Lo scontento alberga in modo evidente soprattutto fra i giovani e fra quelli che hanno un pallido ricordo dei primordi della rivoluzione del 1959, ormai la maggioranza degli 11 milioni di abitanti. Il 25% è compreso nella fascia di età tra 15 e 29 anni, il 20% tra 30 e 44 anni, quasi il 30% tra 49 e 59 anni (dati editrice De Agostini). Diventa quindi vitale recuperare l’interlocuzione con queste fasce di popolazione colpite da crisi economica, Covid, e conseguente assenza di turismo.

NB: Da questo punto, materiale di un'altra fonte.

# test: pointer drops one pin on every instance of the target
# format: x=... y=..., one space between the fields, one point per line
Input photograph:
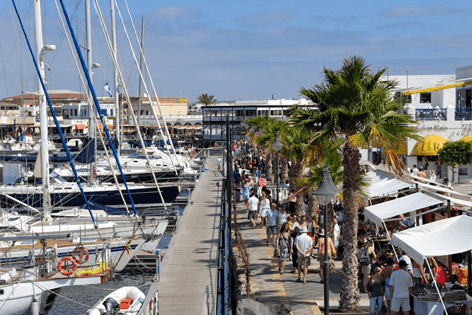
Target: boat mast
x=141 y=65
x=40 y=50
x=92 y=128
x=115 y=79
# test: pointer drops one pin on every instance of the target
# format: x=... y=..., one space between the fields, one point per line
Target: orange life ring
x=83 y=255
x=64 y=270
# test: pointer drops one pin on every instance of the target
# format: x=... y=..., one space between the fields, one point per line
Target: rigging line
x=97 y=104
x=62 y=296
x=138 y=129
x=144 y=81
x=151 y=81
x=46 y=94
x=125 y=90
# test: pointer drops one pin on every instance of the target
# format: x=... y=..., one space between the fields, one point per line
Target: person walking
x=272 y=224
x=304 y=246
x=282 y=251
x=246 y=187
x=400 y=289
x=375 y=292
x=385 y=278
x=321 y=251
x=253 y=204
x=265 y=207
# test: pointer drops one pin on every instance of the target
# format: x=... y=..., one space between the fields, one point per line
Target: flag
x=107 y=88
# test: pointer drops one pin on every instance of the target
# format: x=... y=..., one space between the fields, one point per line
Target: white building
x=442 y=106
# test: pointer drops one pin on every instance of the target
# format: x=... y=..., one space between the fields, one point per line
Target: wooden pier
x=189 y=268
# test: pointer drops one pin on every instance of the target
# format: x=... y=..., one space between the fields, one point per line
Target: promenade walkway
x=190 y=262
x=271 y=288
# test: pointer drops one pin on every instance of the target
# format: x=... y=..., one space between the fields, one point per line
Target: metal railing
x=463 y=114
x=431 y=114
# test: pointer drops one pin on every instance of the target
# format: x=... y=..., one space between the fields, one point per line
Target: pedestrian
x=220 y=163
x=252 y=209
x=400 y=289
x=246 y=187
x=375 y=292
x=282 y=215
x=272 y=224
x=366 y=258
x=304 y=246
x=282 y=251
x=336 y=234
x=432 y=176
x=321 y=251
x=385 y=278
x=265 y=207
x=293 y=251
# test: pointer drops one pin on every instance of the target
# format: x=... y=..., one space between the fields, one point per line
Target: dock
x=189 y=268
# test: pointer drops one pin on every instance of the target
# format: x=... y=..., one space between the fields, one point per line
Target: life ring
x=83 y=255
x=64 y=270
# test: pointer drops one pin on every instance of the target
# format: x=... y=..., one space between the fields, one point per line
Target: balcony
x=463 y=114
x=431 y=114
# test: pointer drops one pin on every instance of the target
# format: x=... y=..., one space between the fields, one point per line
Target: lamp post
x=277 y=147
x=382 y=67
x=406 y=76
x=324 y=195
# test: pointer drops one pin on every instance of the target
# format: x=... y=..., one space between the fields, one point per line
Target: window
x=425 y=98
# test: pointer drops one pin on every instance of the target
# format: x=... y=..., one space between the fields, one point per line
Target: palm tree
x=353 y=105
x=207 y=99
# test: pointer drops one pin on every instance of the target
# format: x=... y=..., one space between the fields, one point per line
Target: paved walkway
x=190 y=262
x=271 y=288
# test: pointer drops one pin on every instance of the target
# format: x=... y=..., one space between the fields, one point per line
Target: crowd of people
x=387 y=279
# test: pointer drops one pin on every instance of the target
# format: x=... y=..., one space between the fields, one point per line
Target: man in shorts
x=304 y=246
x=400 y=289
x=253 y=209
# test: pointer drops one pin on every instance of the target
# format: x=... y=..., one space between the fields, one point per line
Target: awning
x=399 y=148
x=429 y=145
x=442 y=189
x=467 y=138
x=386 y=187
x=440 y=238
x=390 y=209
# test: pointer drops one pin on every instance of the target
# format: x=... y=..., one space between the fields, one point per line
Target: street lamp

Cuba farebbe un errore a scegliere la linea dell’isolamento esterno e interno. Papa Bergoglio ha invitato al dialogo sociale. Lo stesso ha fatto Josep Borrell, responsabile esteri dell’Ue. Analogo auspicio da Bernie Sanders e altri esponenti della sinistra statunitense, che si augurano libertà di manifestare a Cuba unita allo sforzo di mettere finalmente in discussione il blocco economico a stelle e strisce. Questa è anche la posizione della maggioranza della sinistra europea, radicale e moderata. Chi chiede lo scontro frontale per mettere fine al “regime” è una minoranza dello scenario internazionale (come Francis Suarez, sindaco di Miami, che ha auspicato in un’intervista alla tv Fox News l’intervento militare delle truppe di Washington, con tanto di bombardamenti).
Alcuni settori della Casa Bianca sperano che il frutto cubano sia talmente maturo da cadere presto al suolo. Per questo tagliano l’erba a tutti i tentativi di negoziato. È una delle ipotesi in campo, che denota l’inversione di rotta degli Stati uniti dopo il viaggio di Barack Obama a L’Avana del 2016 e il ristabilimento delle relazioni diplomatiche tra le due sponde del golfo della Florida. Difficile prevedere l’evoluzione degli eventi.